Damage propagation in short fiber thermoplastic composites analyzed through coupled 3D experiments and simulations

Due to the complex nature of the heterogeneous microstructures of short fiber composites, computationally predicting their mechanical behavior, especially past the elastic regime and into the damage initiation and progression regimes, is very challenging. Matrix cracking has notably been difficult to predict because it can propagate in different manners, such as fiber mediated interfacial cracking and conoidal cracking, which have not been well understood. Therefore, this work couples in-situ X-ray micro tomography experiments with a finite element simulation of the exact microstructure to enable a sub-fiber 3D microstructural study by tracking damage propagation and computing the local stresses and strains in the microstructure. Here we show the role of shear stress in interfacial cracking (and how it differs from debonding), the role of hydrostatic stress in conoidal cracking, and the role of environmental damage in longitudinal fiber breakage.
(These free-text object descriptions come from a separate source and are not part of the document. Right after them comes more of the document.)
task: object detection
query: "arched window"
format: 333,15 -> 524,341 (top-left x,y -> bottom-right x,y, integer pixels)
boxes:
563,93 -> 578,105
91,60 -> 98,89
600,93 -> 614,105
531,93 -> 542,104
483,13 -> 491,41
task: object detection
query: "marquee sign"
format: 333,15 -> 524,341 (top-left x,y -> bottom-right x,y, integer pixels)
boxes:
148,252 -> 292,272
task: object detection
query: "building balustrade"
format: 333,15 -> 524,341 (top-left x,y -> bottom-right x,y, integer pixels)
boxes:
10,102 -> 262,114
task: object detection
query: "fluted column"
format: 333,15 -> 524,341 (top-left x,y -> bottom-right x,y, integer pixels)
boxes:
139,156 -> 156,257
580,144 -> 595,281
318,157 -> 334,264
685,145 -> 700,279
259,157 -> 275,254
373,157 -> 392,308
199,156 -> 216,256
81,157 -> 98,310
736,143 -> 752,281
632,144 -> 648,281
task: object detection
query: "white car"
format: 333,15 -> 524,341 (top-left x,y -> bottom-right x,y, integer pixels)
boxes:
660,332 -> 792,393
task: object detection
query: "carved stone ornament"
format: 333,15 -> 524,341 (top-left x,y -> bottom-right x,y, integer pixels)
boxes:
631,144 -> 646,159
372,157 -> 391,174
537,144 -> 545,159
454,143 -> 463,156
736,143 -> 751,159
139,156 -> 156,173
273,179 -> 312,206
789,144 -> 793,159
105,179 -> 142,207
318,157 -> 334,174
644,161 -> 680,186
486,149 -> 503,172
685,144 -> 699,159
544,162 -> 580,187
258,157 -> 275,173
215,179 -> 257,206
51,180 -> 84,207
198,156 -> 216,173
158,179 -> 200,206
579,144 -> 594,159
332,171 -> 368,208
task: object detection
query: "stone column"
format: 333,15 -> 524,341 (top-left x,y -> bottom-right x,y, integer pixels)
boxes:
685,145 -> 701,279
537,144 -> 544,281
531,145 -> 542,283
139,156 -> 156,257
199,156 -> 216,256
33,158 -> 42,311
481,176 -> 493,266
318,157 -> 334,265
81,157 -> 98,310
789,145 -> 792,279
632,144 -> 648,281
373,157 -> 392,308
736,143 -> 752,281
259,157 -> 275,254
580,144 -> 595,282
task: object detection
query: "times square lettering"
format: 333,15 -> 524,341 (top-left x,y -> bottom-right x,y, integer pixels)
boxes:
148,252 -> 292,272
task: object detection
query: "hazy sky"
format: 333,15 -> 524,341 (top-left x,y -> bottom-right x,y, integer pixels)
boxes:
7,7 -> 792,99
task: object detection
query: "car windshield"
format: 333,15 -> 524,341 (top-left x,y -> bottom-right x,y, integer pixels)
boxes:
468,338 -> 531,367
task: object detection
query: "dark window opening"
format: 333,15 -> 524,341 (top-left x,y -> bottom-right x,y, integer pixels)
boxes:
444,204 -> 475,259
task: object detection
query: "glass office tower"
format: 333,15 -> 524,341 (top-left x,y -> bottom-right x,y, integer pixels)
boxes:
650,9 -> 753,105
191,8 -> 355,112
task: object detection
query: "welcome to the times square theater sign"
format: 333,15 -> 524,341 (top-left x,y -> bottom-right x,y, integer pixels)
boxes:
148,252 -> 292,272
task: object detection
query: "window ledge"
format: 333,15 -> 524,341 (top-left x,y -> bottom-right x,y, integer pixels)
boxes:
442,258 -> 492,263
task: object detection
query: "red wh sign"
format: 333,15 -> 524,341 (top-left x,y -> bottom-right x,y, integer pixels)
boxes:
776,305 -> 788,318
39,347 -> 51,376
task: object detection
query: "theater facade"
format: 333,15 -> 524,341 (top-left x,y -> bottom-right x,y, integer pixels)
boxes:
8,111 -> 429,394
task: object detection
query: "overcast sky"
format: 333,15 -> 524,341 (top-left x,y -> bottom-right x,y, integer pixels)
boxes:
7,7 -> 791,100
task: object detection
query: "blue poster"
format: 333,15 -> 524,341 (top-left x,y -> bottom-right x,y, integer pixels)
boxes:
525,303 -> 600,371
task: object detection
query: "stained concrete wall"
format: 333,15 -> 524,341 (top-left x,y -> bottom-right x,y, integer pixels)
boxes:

In doing so, this work gives insight into the stress states resulting in non-linear damage propagation in thermoplastic fiber composites.

Automated summary

This study combines in-situ X-ray micro tomography experiments with finite element simulation to investigate the microstructural behavior and damage propagation in short fiber composites. It reveals the role of shear stress in interfacial cracking, hydrostatic stress in conoidal cracking, and environmental damage in longitudinal fiber breakage. Insights into stress states resulting in non-linear damage propagation in thermoplastic fiber composites are provided.